He returned to Belley and was for a year the elected mayor. At a later stage of the Revolution there was a bounty on his head, and he sought political asylum at first in Switzerland. He later moved to Holland, and then to the new-born United States, where he stayed for three years in Boston, New York, Philadelphia and Hartford, living on the proceeds of giving French and violin lessons. For a time he was first violin in the Park Theater in New York.

He returned to France under the Directory in 1797 and acquired the magistrate post he would then hold for the rest of his life, as a judge of the Court of Cassation. He published several works on law and political economy. He remained a bachelor, but not a stranger to love, which he counted the sixth sense: his inscription of the Physiognomie to his beautiful cousin Juliette Récamier reads

"Madam, receive kindly and read indulgently the work of an old man. It is a tribute of a friendship which dates from your childhood, and, perhaps, the homage of a more tender feeling...How can I tell? At my age a man no longer dares interrogate his heart."

His famous work, Physiologie du goût (The Physiology of Taste) , was published in December 1825, two months before his death. The full title is Physiologie du Goût, ou Méditations de Gastronomie Transcendante; ouvrage théorique, historique et à l'ordre du jour, dédié aux Gastronomes parisiens, par un Professeur, membre de plusieurs sociétés littéraires et savantes. Its most notable English translation was done by food writer and critic M. F. K. Fisher, who remarked "I hold myself blessed among translators." Her translation was first published in 1949.

The body of his work, though often wordy or excessively - and sometimes dubiously - aphoristic and axiomatic, has remained extremely important and has repeatedly been re-analyzed through the years since his death. In a series of meditations that owe something to Montaigne's Essays, and have the discursive rhythm of an age of leisured reading and a confident pursuit of educated pleasures, Brillat-Savarin discourses on the pleasures of the table, which he considers a science. His French models were the stylists of the Ancien Régime: Voltaire, Rousseau, Fénelon, Buffon, Cochin and d'Aguesseau.
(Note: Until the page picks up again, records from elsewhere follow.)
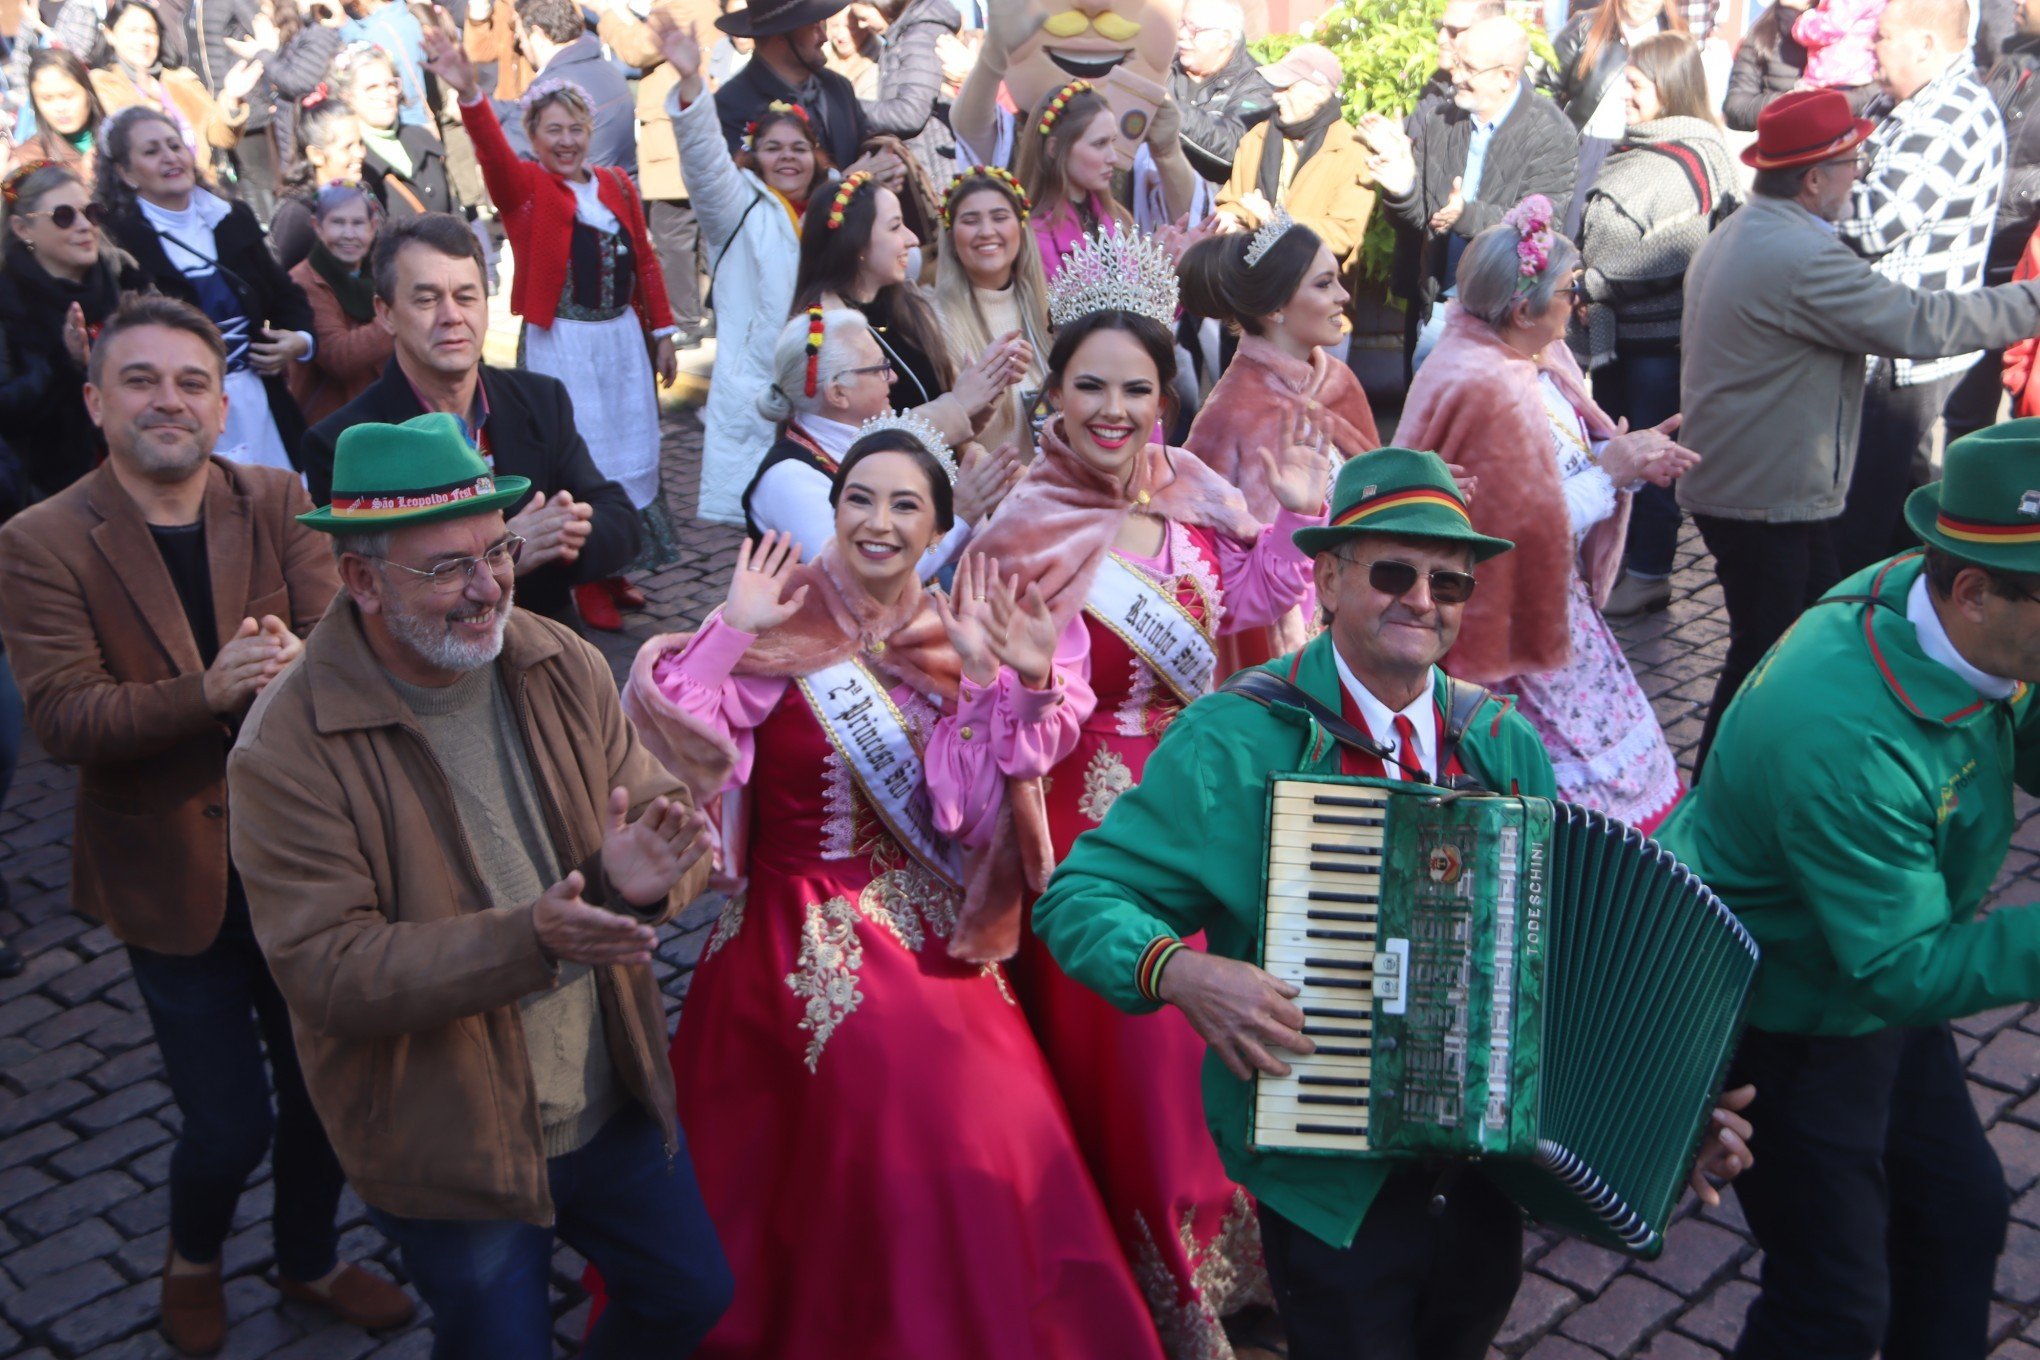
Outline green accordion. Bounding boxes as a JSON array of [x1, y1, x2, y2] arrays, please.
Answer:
[[1251, 775, 1759, 1258]]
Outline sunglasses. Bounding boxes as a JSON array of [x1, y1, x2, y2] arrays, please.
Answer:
[[1348, 556, 1478, 605], [25, 202, 104, 229]]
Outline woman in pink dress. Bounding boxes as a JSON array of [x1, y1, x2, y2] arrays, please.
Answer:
[[620, 422, 1165, 1360], [960, 229, 1331, 1358]]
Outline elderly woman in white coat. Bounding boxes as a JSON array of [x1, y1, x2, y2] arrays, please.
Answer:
[[661, 18, 829, 524]]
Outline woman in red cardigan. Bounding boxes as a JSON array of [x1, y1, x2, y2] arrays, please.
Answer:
[[423, 24, 679, 631]]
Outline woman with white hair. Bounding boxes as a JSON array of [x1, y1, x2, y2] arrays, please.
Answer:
[[423, 28, 679, 632], [746, 307, 1019, 579], [1399, 194, 1696, 829]]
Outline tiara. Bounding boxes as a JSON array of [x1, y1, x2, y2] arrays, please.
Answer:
[[743, 100, 810, 151], [1244, 206, 1297, 269], [1047, 227, 1179, 329], [1037, 79, 1092, 136], [826, 171, 874, 230], [941, 165, 1031, 228], [856, 408, 958, 484]]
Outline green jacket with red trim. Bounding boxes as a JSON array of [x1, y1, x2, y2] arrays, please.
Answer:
[[1658, 552, 2040, 1038], [1030, 632, 1556, 1249]]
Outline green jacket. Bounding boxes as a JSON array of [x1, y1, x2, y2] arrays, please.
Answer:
[[1657, 553, 2040, 1037], [1031, 634, 1556, 1249]]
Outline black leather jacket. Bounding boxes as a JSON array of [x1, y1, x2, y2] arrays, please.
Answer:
[[1544, 8, 1681, 133], [1987, 35, 2040, 279], [1169, 42, 1276, 184]]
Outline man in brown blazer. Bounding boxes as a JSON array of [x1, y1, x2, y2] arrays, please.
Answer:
[[0, 296, 413, 1356]]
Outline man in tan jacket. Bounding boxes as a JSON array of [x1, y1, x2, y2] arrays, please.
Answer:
[[0, 296, 412, 1355], [227, 412, 729, 1356]]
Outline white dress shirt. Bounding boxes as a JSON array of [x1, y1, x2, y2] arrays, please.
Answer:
[[1332, 647, 1441, 779], [1908, 575, 2018, 700]]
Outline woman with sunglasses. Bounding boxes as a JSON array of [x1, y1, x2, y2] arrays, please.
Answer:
[[97, 105, 318, 473], [0, 162, 147, 495], [960, 231, 1329, 1354], [285, 182, 392, 424], [1399, 194, 1695, 831]]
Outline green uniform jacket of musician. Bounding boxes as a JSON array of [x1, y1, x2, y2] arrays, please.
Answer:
[[1032, 632, 1557, 1250], [1658, 552, 2040, 1039]]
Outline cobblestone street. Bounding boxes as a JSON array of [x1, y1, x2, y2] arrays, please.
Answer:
[[6, 406, 2040, 1358]]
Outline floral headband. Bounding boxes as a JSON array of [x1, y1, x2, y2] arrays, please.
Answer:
[[940, 165, 1031, 228], [825, 171, 874, 230], [803, 305, 826, 397], [1501, 194, 1556, 292], [743, 100, 811, 151], [1, 160, 56, 205], [1037, 80, 1092, 137]]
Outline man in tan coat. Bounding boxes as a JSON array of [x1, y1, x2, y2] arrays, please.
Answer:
[[1215, 41, 1377, 272], [0, 296, 412, 1355], [228, 412, 730, 1355]]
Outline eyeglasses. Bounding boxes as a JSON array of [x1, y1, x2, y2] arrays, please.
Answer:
[[364, 535, 524, 592], [1343, 555, 1477, 604], [1821, 151, 1870, 173], [24, 202, 104, 229], [1458, 60, 1510, 79], [840, 362, 897, 380], [1436, 20, 1469, 36], [1178, 20, 1230, 38]]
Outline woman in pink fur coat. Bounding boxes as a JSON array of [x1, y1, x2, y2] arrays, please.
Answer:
[[1399, 196, 1695, 831], [1179, 221, 1382, 675]]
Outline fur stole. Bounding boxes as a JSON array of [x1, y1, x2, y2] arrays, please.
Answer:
[[1396, 305, 1630, 686], [1185, 335, 1382, 521], [967, 414, 1264, 634]]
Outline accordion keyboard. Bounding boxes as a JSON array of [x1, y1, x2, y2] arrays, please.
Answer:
[[1254, 781, 1396, 1155]]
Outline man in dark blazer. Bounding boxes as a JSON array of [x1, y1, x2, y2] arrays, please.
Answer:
[[0, 296, 412, 1355], [299, 213, 641, 626], [1358, 15, 1578, 376]]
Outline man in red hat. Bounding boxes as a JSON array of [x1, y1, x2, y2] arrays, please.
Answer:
[[1678, 86, 2040, 772]]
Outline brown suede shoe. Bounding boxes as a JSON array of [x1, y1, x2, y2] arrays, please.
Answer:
[[276, 1263, 417, 1331], [160, 1260, 225, 1356]]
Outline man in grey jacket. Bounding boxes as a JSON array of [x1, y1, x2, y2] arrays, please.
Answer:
[[1680, 88, 2040, 771]]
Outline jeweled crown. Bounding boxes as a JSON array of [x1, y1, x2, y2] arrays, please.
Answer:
[[1047, 227, 1179, 330], [1244, 207, 1298, 269], [855, 409, 959, 484]]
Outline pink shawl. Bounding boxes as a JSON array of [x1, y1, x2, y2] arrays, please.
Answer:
[[1184, 334, 1382, 521], [967, 413, 1265, 634], [1396, 305, 1630, 686]]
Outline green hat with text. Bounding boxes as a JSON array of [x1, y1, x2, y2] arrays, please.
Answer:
[[297, 413, 532, 533], [1293, 447, 1514, 561], [1905, 419, 2040, 573]]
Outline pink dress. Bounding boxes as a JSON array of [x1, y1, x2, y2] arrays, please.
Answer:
[[1007, 513, 1317, 1358], [1034, 195, 1125, 280], [651, 618, 1166, 1360]]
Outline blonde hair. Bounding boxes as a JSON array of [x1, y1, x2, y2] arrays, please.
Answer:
[[932, 175, 1053, 369], [520, 78, 593, 142]]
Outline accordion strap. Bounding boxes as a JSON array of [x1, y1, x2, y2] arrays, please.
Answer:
[[1218, 667, 1493, 790]]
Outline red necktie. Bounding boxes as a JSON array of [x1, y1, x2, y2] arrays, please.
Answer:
[[1393, 714, 1425, 782]]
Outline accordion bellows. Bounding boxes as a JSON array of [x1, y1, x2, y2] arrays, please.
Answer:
[[1252, 777, 1759, 1258]]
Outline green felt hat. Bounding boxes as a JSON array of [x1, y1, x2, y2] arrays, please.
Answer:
[[297, 413, 532, 533], [1293, 447, 1515, 561], [1905, 419, 2040, 572]]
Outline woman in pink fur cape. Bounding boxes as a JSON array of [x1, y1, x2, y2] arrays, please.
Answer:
[[1180, 222, 1382, 676], [1400, 199, 1695, 830]]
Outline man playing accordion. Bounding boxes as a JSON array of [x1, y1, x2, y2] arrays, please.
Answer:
[[1034, 448, 1754, 1360]]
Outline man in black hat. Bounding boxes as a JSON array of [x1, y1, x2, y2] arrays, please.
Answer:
[[711, 0, 900, 177]]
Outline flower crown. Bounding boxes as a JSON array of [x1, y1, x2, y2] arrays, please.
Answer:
[[826, 171, 874, 230], [856, 408, 958, 484], [803, 305, 827, 398], [1243, 206, 1297, 269], [1037, 80, 1092, 137], [1501, 194, 1556, 292], [743, 100, 810, 151], [1, 160, 56, 205], [941, 165, 1031, 228], [521, 76, 593, 115], [1048, 226, 1179, 330]]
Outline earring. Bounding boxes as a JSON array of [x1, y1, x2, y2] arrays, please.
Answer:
[[1272, 312, 1284, 324], [927, 532, 944, 551]]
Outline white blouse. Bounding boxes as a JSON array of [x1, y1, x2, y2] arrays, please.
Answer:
[[1539, 371, 1618, 539]]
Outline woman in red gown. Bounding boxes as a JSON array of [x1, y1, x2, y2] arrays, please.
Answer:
[[620, 424, 1165, 1360], [962, 229, 1333, 1358]]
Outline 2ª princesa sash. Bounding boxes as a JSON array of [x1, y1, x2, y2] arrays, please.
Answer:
[[797, 659, 964, 889], [1083, 552, 1218, 706]]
Aside from Latin, he knew five modern languages well, and when the occasion suited, wasn't shy of parading them: he never hesitated to borrow a word, like the English sip when French seemed to him to fail, until he rediscovered the then-obsolete verb siroter.

The philosophy of Epicurus lies at the back of every page; the simplest meal satisfied Brillat-Savarin, as long as it was executed with artistry:

Those persons who suffer from indigestion, or who become drunk, are utterly ignorant of the true principles of eating and drinking.